Please let us know if we can help further, or again in the future.

2 comments

  1. Simon Collins

    Hi Simon

    I’m sorry for this late reply to your post as I have only just been able to check the posted comments to the site.

    I’m also sorry that you are having a such a rough time and that this is a difficult period.

    Because your pre-treatment CD4 count was less than 100, coming off treatment has a real potential to impact on your long-term health. It doesn’t help for your family to shout at you – that sounds stressful – but it would be good to see a health advisor at the clinic or at GHT where you can talk this through with someone.

    If the second combination worked well for you, it would be good to see if you could get back to this.

    Don’t worry about your next appointment being due in August. Give you clinic a call today when you read this and explain you need to see someone earlier.

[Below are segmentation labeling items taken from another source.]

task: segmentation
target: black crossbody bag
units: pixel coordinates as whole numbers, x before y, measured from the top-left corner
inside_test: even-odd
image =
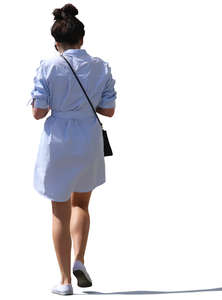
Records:
[[[109,140],[108,140],[107,132],[106,132],[106,130],[103,129],[103,124],[100,122],[100,120],[99,120],[99,118],[98,118],[98,116],[97,116],[97,113],[96,113],[96,111],[95,111],[95,109],[94,109],[94,107],[93,107],[93,105],[92,105],[92,102],[89,100],[89,97],[88,97],[88,95],[86,94],[85,89],[83,88],[81,82],[79,81],[78,76],[77,76],[76,73],[74,72],[74,70],[73,70],[72,66],[70,65],[69,61],[68,61],[62,54],[60,54],[60,56],[61,56],[62,58],[64,58],[65,61],[67,62],[67,64],[70,66],[70,68],[71,68],[71,70],[72,70],[74,76],[76,77],[78,83],[80,84],[80,86],[81,86],[81,88],[82,88],[84,94],[86,95],[86,98],[87,98],[87,100],[89,101],[89,104],[90,104],[90,106],[92,107],[92,110],[94,111],[94,113],[95,113],[95,115],[96,115],[96,118],[97,118],[97,120],[99,121],[99,124],[101,125],[102,133],[103,133],[103,146],[104,146],[103,149],[104,149],[104,156],[111,156],[111,155],[113,155],[113,152],[112,152],[112,149],[111,149]]]

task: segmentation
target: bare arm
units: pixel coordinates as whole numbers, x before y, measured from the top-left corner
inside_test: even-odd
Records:
[[[106,117],[112,117],[114,115],[114,111],[115,108],[101,108],[98,106],[96,108],[96,112]]]

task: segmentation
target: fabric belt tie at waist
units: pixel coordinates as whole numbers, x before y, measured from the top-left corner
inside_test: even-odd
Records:
[[[95,118],[93,111],[90,110],[69,110],[69,111],[51,111],[52,117],[62,119],[87,119]]]

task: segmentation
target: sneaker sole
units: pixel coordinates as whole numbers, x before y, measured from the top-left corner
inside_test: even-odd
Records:
[[[65,296],[65,295],[73,295],[73,293],[63,293],[63,292],[56,292],[56,291],[51,291],[53,294],[58,294],[58,295],[63,295],[63,296]]]
[[[73,275],[76,277],[78,283],[77,285],[80,287],[90,287],[92,286],[92,282],[89,281],[85,274],[81,270],[73,271]]]

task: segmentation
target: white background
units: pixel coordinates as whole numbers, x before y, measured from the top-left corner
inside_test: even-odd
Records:
[[[51,203],[32,186],[45,119],[26,103],[40,60],[56,53],[52,11],[66,3],[1,4],[4,299],[56,297],[60,280]],[[89,206],[93,286],[80,289],[73,277],[74,293],[221,298],[222,2],[70,3],[85,24],[82,48],[110,63],[117,91],[115,115],[99,115],[114,155]]]

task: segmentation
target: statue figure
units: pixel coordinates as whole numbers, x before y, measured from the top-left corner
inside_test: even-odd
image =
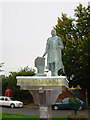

    If it would help to talk this through, please give me a call on the i-Base phoneline: 0808 800 6013.

  2. Simon

    Hi,

    Thank you for your reply.

    Before I started treatment my cd4 was 77 and viral was 112,000. I did get a undectable viral load back in Feb and cd4 of 220. Since then I missed my meds sometimes for 5 days out of the 7 and lately its been 3 weeks without my meds.

    I know at present I have another chest infection this is the 3rd one in the last 2 months! My gp is aware of this. As spoke with him on Friday 17th as I broke down in the room. He didn’t offer any consultation as I had visited him as I was worried about my dad who is an alcoholic and has lost everything including his wife on the Thrusday who he had been married to for 37 yrs. He also is homeless come the 25th june….

    As you can see these are the pressures I’m facing which I will be dealing with until this get sorted, I also suffer with depression and 2 months ago did an OD ….

    I have had trouble accepting my HIV result and was only offered counselling with the GHT back in feb, but I didnt go to the appointment because of the issues. At present I feel a break in my meds would be a good start until I have resolved the issues but friends and family are shouting at me because I’m not taking them which is adding more pressure, but if I do take the meds I was feeling sick and tried on them.

    I did start on the first line meds the one where you take 2 tabs and after a period you take one – but I stopped that as it changed me and I looked like I was dying. I was also on septrin and had reaction to that. I stop these for 3 weeks before going back to the clinic.

    I was then put on Truvada, Novir, atazanavir and dapsone which I was good one but its all gone to pot now – i’m not due in the clinic till august now.

    Thank you for answering my question.